Un cambio sexenal no es el fin del mundo, pero sí la ocasión para replantear los grandes problemas nacionales a la luz de las experiencias adquiridas —en ocasiones muy dolorosas— y de la evolución de las políticas públicas en el plano mundial. Es el caso de la llamada guerra contra el narcotráfico y del problema subyacente: el tráfico y consumo ilícito de drogas.
En todos los ámbitos se escuchan voces que sugieren diversos enfoques para hacer frente a las facetas de la calamidad que tiene dos extremos ostensibles: el gran negocio y la salud pública, en medio de los cuales medran la corrupción y el crimen. Es menester un ataque sistémico al conjunto de los fenómenos, fundado en la fortaleza e integridad del Estado.
Sorprendió a muchos la intensidad del debate suscitado en el Uruguay sobre la legalización de las drogas, que viene a añadirse a otras discusiones sobre el tema. El presidente José Mujica acaba de comentar: “La drogadicción es una enfermedad, y como tal hay que tratarla; lo que es intolerable es el narcotráfico”. Añadió: “Este problema, encarado por la vía policial y de la represión, sigue estancado, sin solución. Tenemos más presos, gastamos más dinero y el problema se multiplica en las calles”.
Los delincuentes, afirma, “tienen el usufructo de un monopolio, y como el Estado los persigue lo hace de alto riesgo, hace subir el precio y la ganancia es muy grande. Lo que queremos hacer con la mariguana no es legalizar el consumo, sino regularlo, y combatir con más efectividad las otras drogas”. Remata: “no creo que la mariguana sea buena. Cualquier adicción es mala, salvo el amor”.
Uno de los argumentos enderezados contra esta lógica es que viola convenciones internacionales y que su aplicación en un solo país o región difícilmente produciría los resultados deseados, lo que no es exacto, puesto que existen varios lugares sobre la Tierra que ya aplican ese género de políticas y otros en los cuales están sujetas a debate legislativo y a referendo. Más inteligente sería observar el resultado de las políticas en curso, sus métodos de aplicación y los efectos colaterales que hayan causado.
Es indiscutible que el debate debiera ampliarse a escala global y sus resultados acogidos en instrumentos internacionales, aunque el camino sea largo. Así ocurrió cuando la Convención Internacional sobre el Opio de 1912 o la Convención Única sobre Estupefacientes de 1961, que derogó acuerdos que la habían precedido y de la cual surgieron agencias especializadas.
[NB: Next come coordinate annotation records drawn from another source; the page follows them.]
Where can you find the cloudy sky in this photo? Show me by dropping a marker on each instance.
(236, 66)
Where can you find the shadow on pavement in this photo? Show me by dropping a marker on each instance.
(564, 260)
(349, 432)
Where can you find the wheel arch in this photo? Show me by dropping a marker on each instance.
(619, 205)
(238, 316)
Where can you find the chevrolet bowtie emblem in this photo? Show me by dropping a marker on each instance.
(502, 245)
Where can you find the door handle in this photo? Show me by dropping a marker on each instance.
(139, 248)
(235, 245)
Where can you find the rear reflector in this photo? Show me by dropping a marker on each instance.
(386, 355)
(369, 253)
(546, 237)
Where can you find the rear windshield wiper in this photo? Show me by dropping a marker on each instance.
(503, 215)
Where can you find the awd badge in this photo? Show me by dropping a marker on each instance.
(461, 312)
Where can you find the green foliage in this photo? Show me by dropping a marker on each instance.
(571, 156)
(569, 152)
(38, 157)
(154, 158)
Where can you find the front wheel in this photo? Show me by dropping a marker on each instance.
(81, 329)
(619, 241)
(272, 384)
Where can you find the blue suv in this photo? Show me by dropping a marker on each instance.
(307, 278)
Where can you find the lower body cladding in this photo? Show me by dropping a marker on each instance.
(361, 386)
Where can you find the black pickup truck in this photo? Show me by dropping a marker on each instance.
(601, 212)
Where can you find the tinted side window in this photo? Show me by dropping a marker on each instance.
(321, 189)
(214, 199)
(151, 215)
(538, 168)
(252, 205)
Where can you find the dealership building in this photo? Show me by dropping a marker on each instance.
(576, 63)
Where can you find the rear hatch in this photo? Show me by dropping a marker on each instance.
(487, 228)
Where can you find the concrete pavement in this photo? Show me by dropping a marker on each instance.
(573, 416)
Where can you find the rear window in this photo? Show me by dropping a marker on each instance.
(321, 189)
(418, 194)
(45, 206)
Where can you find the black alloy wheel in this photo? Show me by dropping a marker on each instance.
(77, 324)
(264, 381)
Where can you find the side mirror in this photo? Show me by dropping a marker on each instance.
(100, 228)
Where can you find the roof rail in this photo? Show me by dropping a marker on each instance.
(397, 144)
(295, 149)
Para fomentar la discusión de las políticas contra las drogas, un grupo de países solicitó a la Asamblea General que se celebrara una reunión especial sobre reducción de daños en 1989, de la que surgió una Declaración Política que se propuso reducir sustancialmente los cultivos de coca, amapola y mariguana y la producción de cocaína, heroína y drogas sintéticas en 10 años.
Resulta evidente que los enfoques regionales son diversos y los intereses estratégicos juegan un papel relevante. De ahí que se haya promovido una Comisión Latinoamericana de Drogas y Democracia, integrada por ex presidentes y personalidades internacionales. Uno de ellos, Kofi Annan, acaba de pedir un cambio de estrategia centrado en la despenalización y declaró que la política seguida por el gobierno mexicano “no ha funcionado”. Abogó por privilegiar el lado de la demanda a través de la educación y la salud.
En reunión reciente, el electo jefe de gobierno de la ciudad, Miguel Ángel Mancera, afirmó: “En las estrategias preventivas lo que se debe privilegiar es el combate a la corrupción y al lavado de dinero, el fortalecimiento de los programas sociales y el desarrollo humano”. Añadió que “debe buscarse un equilibrio entre las medidas preventivas y las represivas y abrir el debate sobre una eventual legalización de las drogas”.
Las coincidencias son muchas. Constituyen las piezas para el armado de una estrategia eficaz y digna de la comunidad nacional y para una promoción consistente en la esfera internacional.